Poetry from Amit Parmessur

Lily and Reed

My mossy pad touching your mighty waist
melancholizes my petals. You play
the flute as if it were a lissom sword.
I love your Creole voice, twigs of raucous
French marinated and casseroled with
African leaves. A rich spinster reading
the soul of the perfect, poor man makes her
richer. I will give my horizontal
to your vertical. Give me not curved moons
that belongs to primitive people; give
me a rusty sickle that I may reap
you for myself. I cannot wait for you
to call yourself mine. Time, our breath, is but
a flower jealously jailed by its bud.
You are egoless; I want to live and
end on your reedbed, not in this soggy
palace. I want to call you, your voice mine.


Fatherly Forms

When I feel down, like a small bulb dying
among a crowd of condescending moons,
my guilty eyes see only one martyr.

He is a devoted, withering trunk
holding countless boughs, twigs, leaves, flowers, fruits.
Unmoved by his perpetual pain, like
greedy worms we feasted on his glory.
We picked up huge stones to stone him, sometimes.

Each dewy morning, the massive mountain
is losing his soil to the angry waves.
He walks around leaning against the walls
of the house he built but can no more own.
Like a scarecrow he kept us safe and fed

our fields, but since the avalanche of white
hair, he is toothless and frightens no birds.

And, when I spend the afternoon over
the bridge watching the fragile fish carry
their blissful bodies down the river, I
feel his youth in the rhythmic ripples and
know he would lie about his evening grief.


Self-Isolation & Shakespeare

A nameless day, I see myself leaning
on a Malboro backstage, my green tongue
in love with borrowed smoke. I talk of
dreams; I am the musical Mercutio.
Stickmen on fire queue up for my concerts.

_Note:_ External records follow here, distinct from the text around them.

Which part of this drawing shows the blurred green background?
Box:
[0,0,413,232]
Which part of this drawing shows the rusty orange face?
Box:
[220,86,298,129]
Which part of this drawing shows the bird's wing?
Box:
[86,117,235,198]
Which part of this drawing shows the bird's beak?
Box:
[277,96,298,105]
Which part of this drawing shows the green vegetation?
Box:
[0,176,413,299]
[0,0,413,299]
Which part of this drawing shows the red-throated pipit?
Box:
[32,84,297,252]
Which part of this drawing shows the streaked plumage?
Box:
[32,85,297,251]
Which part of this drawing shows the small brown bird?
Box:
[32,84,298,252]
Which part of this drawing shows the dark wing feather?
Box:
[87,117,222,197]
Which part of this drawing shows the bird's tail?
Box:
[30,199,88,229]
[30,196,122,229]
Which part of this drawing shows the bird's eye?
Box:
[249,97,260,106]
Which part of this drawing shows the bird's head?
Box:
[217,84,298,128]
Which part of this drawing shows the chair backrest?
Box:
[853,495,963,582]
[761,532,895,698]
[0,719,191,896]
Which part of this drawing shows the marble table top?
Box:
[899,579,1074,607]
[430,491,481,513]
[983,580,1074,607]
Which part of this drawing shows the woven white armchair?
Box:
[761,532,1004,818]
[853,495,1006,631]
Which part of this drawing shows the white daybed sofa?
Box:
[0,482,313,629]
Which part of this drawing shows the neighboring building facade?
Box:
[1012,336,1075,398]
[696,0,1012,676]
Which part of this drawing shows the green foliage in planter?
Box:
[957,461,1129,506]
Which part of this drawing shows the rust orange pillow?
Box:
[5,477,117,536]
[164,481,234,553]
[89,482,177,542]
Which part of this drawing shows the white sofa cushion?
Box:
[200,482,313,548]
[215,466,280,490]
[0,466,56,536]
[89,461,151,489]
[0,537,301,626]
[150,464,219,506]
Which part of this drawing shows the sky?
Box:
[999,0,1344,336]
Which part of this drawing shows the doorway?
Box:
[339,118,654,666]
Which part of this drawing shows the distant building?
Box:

A blank night, I find myself in seiza
at a shrine, gargling with sweet, warm water.
An Asian Orsino, I chew music;
I am the scarecrow stuffed with red hay,
whose harmonium goes wild and mild.

A dateless noon I see myself digging
into an oyster; I am Bassanio,
the gambler. I rejoice in the absence
of the sun, trying to lure a mermaid into
the spirited marrow of my drained skeleton.

I have no regret as my beard falls on
the cracked window sill. On the old table,
fresh newspaper. Covid count. Coldest rain.
To be Romeo, or not to be Romeo?
Back to my boulder, I am the snowman
cheating invisible death, in his blindness.

Amit Parmessur, 38, a private tutor, is a two-time Pushcart Prize and two-time Best of the Web nominee. His poems have appeared in over 165 magazines, namely WINK, The Rye Whiskey Review, Night Garden Journal, Hobo Camp Review, Ann Arbor Review and Ethos Literary Journal.  He lives in Quatre-Bornes, Mauritius, where he spent his adolescence hating poetry.

4 thoughts on “Poetry from Amit Parmessur

  1. Great piece, Amit!
    Always good to read your amazing craft.
    Write on!

    Christina

  2. Amit,
    Three poems that can be read over and over. Nice work.